Disclaimer: I am not saying Christians shouldn't do their best to follow God's Word. I'm not advocating Christians do whatever they want just because our eternity is secure and God accepts us no matter what. Being harsh with your children is just plain wrong.
That said, I disagree with this radio spot's basic message. It encourages a prevalent misconception about who is qualified to go to church - and what acting like a Christian means.
There are only two kinds of people in the world: sinners who know they're sinners and those who either don't know or don't care. So, someone who claims to be a Christian and acts sinfully and then goes to church is not being inconsistent. Church is for sinners.
The Christian dad was being consistent with his faith by inviting his neighbor to church, although he probably shouldn't have made the "Jesus changing my life" comment, which sounded a bit arrogant.
Next, the radio spot's emphasis on behaving Christianly: On the same radio station I heard a pastor say that obsession with obedience is the greatest cause of sin in the church. He said, "The only people who get any better are the ones who know that if they don't get any better, God will still hug them."
Focusing on sin and obedience produces pride and arrogance - and fearful people pretending to be better than they really are. That's where the message that church is for good people comes from. When the Christian in the radio spot invited his neighbor to church he should've said, "Church is where I can bring my struggles and hear about a God who hugs me. It's where others struggle and God picks us all up and makes us better."

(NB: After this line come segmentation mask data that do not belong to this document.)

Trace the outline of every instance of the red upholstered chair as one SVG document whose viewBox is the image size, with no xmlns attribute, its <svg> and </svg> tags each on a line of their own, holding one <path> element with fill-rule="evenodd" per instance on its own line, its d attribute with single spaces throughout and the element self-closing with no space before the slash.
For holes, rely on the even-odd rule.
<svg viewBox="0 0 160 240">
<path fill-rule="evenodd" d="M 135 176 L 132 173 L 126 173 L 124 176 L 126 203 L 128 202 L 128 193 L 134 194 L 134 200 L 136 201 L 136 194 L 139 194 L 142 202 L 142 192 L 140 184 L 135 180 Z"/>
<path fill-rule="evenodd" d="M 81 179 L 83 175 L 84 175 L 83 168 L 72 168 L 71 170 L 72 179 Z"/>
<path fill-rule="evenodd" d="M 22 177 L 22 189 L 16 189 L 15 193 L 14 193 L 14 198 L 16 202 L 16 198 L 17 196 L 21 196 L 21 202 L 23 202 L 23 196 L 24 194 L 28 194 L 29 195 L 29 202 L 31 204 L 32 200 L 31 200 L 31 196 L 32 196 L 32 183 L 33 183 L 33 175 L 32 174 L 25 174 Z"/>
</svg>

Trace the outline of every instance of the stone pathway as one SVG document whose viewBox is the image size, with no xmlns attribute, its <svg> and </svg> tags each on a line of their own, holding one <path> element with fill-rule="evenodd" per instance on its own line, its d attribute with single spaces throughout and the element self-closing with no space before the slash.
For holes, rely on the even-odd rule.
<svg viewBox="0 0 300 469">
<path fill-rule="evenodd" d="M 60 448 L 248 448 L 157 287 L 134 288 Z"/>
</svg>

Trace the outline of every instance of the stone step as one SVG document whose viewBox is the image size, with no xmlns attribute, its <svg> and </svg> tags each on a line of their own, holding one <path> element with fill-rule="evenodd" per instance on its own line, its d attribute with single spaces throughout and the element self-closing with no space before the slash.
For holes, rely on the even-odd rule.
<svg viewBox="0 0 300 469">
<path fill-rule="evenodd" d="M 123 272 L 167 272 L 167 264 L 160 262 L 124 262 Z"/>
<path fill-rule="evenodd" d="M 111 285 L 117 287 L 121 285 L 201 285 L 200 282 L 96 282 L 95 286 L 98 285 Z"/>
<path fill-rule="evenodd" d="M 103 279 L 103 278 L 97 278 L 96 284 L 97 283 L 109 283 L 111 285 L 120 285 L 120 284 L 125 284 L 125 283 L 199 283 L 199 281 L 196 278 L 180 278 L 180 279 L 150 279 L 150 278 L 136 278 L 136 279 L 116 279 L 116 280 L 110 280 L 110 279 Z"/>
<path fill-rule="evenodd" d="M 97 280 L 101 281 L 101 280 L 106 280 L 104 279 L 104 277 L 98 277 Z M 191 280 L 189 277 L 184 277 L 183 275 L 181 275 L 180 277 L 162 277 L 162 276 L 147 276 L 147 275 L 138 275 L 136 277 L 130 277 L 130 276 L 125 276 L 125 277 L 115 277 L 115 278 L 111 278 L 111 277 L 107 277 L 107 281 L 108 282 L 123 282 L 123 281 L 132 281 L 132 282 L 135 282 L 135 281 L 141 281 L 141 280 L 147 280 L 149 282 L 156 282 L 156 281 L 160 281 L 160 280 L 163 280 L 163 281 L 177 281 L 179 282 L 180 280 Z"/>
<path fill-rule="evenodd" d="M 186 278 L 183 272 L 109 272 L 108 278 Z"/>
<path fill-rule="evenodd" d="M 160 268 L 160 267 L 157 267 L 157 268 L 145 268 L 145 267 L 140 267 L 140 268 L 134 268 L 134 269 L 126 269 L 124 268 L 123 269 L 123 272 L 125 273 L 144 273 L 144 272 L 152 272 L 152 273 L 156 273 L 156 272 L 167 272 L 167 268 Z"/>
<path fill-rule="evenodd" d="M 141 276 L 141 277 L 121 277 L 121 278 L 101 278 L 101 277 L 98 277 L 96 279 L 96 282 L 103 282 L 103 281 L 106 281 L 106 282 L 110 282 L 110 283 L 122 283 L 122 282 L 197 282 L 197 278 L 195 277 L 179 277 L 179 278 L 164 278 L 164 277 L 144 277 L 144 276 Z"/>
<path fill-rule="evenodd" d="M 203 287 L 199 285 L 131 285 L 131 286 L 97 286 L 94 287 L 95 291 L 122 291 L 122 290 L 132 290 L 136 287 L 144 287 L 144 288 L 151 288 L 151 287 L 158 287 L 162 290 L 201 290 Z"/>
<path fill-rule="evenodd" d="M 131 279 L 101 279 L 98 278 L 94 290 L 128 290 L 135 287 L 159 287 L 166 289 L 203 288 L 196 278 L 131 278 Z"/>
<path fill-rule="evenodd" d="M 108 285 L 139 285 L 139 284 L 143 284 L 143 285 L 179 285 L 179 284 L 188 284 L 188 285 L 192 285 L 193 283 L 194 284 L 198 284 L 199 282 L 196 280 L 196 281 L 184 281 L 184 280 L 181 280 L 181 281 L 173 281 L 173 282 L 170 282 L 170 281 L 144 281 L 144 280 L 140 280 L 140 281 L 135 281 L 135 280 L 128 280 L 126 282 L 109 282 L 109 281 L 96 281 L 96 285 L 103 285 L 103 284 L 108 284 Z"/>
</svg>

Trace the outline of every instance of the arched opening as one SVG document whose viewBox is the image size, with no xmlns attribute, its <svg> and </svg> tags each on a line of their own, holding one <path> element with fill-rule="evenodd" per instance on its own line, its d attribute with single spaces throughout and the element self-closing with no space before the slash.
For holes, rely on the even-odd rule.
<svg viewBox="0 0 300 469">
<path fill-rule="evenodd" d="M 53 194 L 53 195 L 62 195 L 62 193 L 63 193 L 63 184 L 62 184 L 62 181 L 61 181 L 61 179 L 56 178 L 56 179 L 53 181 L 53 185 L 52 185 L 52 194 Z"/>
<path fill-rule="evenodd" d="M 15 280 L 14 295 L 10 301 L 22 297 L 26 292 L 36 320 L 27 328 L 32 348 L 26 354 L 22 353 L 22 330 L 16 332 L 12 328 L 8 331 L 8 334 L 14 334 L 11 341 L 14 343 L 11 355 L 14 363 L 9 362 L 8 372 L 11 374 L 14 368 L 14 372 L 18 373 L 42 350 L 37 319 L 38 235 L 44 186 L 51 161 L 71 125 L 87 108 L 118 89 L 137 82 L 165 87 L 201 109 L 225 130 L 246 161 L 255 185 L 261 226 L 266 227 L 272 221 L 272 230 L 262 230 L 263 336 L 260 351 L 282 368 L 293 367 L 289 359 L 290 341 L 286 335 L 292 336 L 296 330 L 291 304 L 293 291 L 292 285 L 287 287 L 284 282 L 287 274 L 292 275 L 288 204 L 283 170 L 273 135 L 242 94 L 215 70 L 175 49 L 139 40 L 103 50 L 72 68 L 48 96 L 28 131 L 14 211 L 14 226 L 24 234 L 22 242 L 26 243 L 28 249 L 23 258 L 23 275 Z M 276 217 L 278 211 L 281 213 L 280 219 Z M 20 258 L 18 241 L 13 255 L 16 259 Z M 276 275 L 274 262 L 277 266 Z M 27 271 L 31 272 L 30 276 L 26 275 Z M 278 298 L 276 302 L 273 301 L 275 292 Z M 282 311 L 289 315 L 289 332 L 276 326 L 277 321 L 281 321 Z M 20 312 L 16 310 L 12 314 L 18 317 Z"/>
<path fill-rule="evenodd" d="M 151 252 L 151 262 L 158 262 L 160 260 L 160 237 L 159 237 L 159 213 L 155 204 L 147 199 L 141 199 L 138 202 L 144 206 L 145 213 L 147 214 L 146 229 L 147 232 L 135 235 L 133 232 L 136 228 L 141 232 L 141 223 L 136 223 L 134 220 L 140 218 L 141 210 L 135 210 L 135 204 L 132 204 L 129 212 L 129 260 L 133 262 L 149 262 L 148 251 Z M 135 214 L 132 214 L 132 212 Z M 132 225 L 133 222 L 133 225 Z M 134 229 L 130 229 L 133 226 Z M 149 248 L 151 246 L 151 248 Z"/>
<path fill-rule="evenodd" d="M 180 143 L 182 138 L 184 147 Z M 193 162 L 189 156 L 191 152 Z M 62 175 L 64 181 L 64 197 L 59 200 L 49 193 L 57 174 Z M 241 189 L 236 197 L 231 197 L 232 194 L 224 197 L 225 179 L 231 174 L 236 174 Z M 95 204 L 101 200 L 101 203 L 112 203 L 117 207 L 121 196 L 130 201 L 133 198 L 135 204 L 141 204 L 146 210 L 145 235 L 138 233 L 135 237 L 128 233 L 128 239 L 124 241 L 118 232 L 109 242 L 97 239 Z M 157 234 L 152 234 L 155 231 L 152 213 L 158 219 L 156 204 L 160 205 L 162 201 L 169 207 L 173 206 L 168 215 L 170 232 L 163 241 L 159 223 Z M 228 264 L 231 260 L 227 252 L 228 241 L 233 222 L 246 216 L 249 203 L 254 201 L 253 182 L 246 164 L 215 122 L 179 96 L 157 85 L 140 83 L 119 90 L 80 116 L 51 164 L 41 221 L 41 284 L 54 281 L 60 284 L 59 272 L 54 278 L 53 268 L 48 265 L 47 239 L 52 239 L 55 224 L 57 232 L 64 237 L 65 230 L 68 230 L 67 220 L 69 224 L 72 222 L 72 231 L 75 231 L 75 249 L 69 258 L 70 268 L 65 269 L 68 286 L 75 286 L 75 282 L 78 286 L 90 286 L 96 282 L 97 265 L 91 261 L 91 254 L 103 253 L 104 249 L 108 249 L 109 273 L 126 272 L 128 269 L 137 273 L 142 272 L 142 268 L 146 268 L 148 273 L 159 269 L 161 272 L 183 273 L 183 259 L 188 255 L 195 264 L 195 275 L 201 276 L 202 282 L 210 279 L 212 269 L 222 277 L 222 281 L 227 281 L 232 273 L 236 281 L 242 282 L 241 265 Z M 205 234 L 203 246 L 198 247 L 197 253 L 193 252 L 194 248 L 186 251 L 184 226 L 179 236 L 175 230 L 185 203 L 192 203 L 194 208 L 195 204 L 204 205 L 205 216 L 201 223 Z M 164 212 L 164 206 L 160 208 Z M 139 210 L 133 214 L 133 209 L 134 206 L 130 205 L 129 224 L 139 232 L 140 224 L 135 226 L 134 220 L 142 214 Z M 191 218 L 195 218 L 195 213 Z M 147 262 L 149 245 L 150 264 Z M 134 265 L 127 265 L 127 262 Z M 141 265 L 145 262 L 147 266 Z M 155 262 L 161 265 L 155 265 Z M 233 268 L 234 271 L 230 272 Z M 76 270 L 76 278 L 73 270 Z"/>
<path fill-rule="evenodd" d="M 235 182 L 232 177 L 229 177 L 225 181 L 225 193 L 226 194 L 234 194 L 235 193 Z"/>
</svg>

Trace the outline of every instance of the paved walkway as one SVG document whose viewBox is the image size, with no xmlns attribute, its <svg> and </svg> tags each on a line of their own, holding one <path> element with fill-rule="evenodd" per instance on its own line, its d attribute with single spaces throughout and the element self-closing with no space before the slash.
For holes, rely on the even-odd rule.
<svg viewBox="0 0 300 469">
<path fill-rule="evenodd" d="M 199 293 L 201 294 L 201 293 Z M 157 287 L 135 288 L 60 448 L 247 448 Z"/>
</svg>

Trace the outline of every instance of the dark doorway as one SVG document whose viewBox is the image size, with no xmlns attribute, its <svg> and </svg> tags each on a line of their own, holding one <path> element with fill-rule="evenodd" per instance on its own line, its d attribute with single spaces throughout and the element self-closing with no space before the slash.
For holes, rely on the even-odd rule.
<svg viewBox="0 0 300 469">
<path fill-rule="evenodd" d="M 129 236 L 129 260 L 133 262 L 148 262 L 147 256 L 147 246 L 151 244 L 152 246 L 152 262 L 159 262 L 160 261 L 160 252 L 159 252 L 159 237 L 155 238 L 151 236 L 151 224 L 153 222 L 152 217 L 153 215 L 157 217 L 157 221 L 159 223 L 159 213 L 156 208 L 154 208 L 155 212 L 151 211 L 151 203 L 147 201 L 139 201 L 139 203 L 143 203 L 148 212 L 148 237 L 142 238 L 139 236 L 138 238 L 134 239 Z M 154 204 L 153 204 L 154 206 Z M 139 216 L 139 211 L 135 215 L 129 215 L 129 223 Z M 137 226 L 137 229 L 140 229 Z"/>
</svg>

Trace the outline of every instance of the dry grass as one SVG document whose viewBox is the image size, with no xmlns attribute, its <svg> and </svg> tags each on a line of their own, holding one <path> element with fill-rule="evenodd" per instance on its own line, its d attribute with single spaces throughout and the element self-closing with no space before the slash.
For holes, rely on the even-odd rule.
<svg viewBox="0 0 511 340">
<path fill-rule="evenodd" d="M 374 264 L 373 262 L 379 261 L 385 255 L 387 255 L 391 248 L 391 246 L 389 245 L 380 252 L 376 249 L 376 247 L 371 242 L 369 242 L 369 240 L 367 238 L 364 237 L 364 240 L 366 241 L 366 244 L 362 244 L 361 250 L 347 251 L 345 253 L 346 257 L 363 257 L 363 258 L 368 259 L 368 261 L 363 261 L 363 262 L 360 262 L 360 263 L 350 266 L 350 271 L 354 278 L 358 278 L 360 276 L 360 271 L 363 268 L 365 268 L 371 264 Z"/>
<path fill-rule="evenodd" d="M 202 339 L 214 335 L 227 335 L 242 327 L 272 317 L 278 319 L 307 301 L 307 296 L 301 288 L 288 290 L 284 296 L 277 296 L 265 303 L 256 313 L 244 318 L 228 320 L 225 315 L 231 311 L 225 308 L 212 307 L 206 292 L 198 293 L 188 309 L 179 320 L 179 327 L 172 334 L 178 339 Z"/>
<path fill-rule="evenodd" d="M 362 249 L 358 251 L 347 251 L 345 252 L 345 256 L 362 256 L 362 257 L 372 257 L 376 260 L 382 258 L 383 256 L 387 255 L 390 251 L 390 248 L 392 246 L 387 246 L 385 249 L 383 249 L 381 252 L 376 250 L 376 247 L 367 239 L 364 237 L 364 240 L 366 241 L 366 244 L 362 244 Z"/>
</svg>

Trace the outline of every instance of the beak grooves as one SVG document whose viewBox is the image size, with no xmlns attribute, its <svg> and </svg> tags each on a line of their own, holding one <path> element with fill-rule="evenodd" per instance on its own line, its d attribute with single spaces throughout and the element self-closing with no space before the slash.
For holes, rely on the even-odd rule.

Author Calvin Miller tells a story about two apple thieves, a girl and her priest. Every day they each secretly steal an apple from the orchard on their way to church, the girl to confess and the priest to absolve.
One day the priest gets fed up with the girl's same confession and refuses to absolve her sin of apple stealing. She eventually stops going to confession and stops going to church.
Months later, as she's stealing apples she hears a rustling in the trees. It's the priest, stealing apples! He sees her, falls out of the tree and begs, "Quick, you must give me last rites!"
"I can't, Father. I'm in an impure state," she says, and the priest dies.
A new priest comes to the church and the girl returns to daily confession, confessing her sin of apple stealing.
"You too?" the new priest exclaims. "Tomorrow let's steal three apples and bake a pie. Maybe God will provide the cinnamon."
The priest and the girl become friends and over time they actually help each other not steal apples any more, at least not as many.
The story's questionable theology aside, it's still an illustration of what church should be - apple stealers helping each other by telling each other the good news that God still loves them, even with juice dribbling down their chins. That's acting like a Christian.